Di lingkungan pesantren ini, kami
menggunakan bahasa Curup sebagai bahasa harian, namun karena suku kami
berbeda-beda, maka tak jarang bahasa selain Curup pun terdengar. Ada
orang Jawa, Rejang, Minang, Lembak, dan lain sebagainya. Sehingga ketika Jawa
berbicara dengan orang Jawa,mereka berbahasaJawa,begitu juga Rejang,
Minang,Lembak,dan lain sebagainya. Kecuali ketika pada hari bahasa, kami
diwajibkan berkomunikasi dengan menggunakan bahasa arab. Kebetulan keluarga
Ustadz Lukman dan aku orang Jawa, maka ketika di luar hari bahasa, tak jarang
kami berbahasa jawa.
“Ndak, aku
hanya mau berbicara dengan Ustadz Lukman, bolehkan ?”
Ustadz
Lukman menganggukkan kepala.
“Maaf
Tadz, kayaknya ndak sopan kalo aku mengganggu Ustadz makan, saru.
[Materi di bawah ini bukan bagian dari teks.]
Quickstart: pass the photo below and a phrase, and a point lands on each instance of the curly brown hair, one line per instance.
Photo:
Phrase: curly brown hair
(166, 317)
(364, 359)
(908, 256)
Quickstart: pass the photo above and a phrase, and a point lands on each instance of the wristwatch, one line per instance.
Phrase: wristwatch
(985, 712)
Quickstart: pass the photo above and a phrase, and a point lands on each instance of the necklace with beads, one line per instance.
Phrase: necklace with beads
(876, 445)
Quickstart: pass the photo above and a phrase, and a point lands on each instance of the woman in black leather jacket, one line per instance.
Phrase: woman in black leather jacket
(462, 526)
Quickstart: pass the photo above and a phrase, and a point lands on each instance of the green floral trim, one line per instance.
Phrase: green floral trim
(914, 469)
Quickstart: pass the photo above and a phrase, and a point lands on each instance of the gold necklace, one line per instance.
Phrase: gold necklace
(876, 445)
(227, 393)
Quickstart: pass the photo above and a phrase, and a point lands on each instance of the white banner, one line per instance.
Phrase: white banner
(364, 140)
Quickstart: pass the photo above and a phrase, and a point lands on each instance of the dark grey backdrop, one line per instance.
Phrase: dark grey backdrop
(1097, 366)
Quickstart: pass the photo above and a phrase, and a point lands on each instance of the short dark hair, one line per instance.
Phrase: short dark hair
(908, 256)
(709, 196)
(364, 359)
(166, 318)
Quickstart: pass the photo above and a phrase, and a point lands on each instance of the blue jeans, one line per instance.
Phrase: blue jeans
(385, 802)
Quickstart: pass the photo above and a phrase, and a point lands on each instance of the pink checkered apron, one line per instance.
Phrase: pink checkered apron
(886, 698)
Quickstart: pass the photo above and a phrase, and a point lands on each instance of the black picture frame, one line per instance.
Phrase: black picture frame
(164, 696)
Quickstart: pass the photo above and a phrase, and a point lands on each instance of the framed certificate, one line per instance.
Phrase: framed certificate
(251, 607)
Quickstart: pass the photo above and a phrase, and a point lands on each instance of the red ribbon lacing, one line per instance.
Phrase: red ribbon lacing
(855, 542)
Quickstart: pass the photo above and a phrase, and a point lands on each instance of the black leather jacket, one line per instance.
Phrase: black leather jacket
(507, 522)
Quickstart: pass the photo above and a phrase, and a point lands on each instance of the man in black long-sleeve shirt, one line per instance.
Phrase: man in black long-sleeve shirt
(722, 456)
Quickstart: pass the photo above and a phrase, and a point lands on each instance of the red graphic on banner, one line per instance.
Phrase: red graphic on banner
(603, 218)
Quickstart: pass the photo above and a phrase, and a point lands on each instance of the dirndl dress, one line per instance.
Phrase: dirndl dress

Bisakah kita berbicara setelah makan berdua saja?”
“Ora iso!!
Abi sibuk, setelah ini beliau mau istirahat.” Potong Rahmat.
Ustadz
Lukman menatap putra sulungnya tersebut. Ia pun tertunduk, mungkin malu.
“Apakah
ada hal yang penting?” Tanya Ustadz Lukman kepadaku.
“Ss..
Sangat penting Tadz.” Tiba-tiba aku menjadi gugup.
“Baiklah,
temui saya setelah acara ini.” Kata Ustadz Lukman.
“Kenapa
Abi mau berbicara dengan orang seperti dia?”Rahmat kembali menunjukkan sikap
tidak sukanya kepadaku.
“Sepertinya
kamu ndak mau kalau Abi bertemu dengan dia,kenapa ?” Selidik Ustadz Lukman.
“Bukannya berprasangka buruk Bi,aku
tahu bagaimana sifat Faisal. Umurnya sudah dua puluh tahunan, tapi masih saja
berbuat maksiat, merokok, berantem,pokoknya yang buruk-buruk deh Bi. Masa Abi
ndak tau sama santrinya sendiri.”Komentar Ramat sambil melihatku sinis.
“Kamu ngomong ndak berprasangka
buruk, tapi dari tadi nadayang kamu ucapkan penuh kecurigaan.”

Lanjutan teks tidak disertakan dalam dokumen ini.